Version 1.2 of the Syncplicity app debuted Thursday in the app store, pitched primarily at business users who must share documents with multiple colleagues in multiple locations while keeping them secure at the same time.
“The Internet is becoming the de facto corporate network,” said Leonard Chung, Syncplicity’s cofounder and chief product strategest. “Our goal is that when people use and act on their data, they have it wherever they are.”
Like OfficeDrop (or perhaps a supercharged version of Dropbox), Syncplicity lets users store, manage, and sync documents online, accessible from devices running a variety of operating systems, including iOS, Mac OS X, Windows, and Android. A “business edition” account with Syncplicity allows multiple users to access those documents; the iOS app offers the ability to upload photos and video, as well, from a mobile device, the company said.

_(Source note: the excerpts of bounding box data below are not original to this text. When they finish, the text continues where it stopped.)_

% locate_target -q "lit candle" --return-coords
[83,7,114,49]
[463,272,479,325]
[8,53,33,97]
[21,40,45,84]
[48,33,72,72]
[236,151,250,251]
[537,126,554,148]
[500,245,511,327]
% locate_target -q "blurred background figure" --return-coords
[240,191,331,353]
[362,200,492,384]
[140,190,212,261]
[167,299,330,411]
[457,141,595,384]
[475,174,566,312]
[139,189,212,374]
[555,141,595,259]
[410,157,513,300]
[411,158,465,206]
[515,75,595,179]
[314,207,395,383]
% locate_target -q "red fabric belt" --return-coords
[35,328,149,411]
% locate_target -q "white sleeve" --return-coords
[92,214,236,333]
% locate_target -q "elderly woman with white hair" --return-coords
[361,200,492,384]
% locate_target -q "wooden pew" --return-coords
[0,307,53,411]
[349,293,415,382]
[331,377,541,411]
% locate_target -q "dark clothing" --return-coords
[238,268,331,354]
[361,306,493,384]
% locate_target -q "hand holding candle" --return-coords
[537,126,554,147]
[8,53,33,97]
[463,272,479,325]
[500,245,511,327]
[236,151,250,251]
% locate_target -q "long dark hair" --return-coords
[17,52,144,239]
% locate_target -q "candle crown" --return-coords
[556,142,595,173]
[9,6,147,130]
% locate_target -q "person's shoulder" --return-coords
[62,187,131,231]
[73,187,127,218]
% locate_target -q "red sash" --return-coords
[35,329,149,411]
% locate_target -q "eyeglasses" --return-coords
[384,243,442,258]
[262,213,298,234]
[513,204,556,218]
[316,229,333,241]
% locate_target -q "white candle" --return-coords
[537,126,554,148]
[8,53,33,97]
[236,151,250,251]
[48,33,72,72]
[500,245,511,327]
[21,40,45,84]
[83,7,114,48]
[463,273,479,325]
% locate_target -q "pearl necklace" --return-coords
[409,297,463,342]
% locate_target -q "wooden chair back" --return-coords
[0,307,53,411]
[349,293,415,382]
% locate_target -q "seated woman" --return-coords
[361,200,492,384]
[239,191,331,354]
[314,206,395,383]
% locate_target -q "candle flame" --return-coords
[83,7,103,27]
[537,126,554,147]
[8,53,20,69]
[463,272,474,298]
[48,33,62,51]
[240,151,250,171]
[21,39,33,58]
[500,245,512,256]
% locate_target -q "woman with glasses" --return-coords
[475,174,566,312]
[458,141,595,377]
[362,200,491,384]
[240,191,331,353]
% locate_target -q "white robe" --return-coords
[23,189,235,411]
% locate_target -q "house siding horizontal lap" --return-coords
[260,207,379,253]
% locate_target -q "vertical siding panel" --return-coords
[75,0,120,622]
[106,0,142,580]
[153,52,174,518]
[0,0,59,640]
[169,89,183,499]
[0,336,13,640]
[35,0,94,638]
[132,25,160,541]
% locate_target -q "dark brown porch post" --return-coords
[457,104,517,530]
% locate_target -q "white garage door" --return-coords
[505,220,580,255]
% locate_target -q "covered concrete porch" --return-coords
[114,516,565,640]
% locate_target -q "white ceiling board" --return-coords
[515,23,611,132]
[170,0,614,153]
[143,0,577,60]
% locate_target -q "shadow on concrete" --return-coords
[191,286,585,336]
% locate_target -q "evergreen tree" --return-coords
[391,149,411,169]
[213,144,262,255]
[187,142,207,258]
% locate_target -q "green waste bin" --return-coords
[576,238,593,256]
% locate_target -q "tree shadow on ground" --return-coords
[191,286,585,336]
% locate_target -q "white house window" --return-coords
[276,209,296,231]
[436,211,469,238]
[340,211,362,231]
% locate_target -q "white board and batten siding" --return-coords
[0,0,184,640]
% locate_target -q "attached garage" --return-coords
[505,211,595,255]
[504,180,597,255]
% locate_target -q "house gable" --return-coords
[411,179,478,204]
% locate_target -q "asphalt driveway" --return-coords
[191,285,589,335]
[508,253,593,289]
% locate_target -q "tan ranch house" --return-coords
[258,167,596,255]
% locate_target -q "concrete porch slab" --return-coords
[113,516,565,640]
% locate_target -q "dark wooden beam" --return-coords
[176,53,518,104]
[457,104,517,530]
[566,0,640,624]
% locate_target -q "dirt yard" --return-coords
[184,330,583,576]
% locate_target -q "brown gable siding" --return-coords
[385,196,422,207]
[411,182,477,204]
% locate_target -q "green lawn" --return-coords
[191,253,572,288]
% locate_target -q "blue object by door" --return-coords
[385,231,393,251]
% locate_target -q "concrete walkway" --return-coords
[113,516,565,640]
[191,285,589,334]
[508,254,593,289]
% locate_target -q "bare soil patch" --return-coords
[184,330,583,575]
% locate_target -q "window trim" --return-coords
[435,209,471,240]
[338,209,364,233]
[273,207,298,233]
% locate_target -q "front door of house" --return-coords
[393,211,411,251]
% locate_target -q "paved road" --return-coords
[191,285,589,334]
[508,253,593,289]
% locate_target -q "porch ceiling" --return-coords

Chung said Syncplicity offers “military-grade” security–encryption of the data during transmission between devices, as well as password protection once documents are stored on the iPhone or iPad. The company also offers a remote-wipe feature if the device goes missing.
“If somebody steals the device, they can’t get at your data,” Chung said.
Syncplicity’s iOS app emerges just as Apple itself is getting into the cloud computing game with its forthcoming iCloud system that will give users 5GB of storage to access documents and media from multiple devices. Chung said that’s not a problem–Syncplicity already offers users mobile access to their shared Google Docs, among other cloud-based services.
“We don’t see them as a competitor,” he said of Apple. “We see them as yet another place we can work with.”
The Syncplicity app is free, and compatible with devices running iOS 4.2 or later. Users who want to access their data from more than two computers must pay a $15-a-month subscription fee; business fees start at $45 a month to let three people access up to 50 GB of shared documents.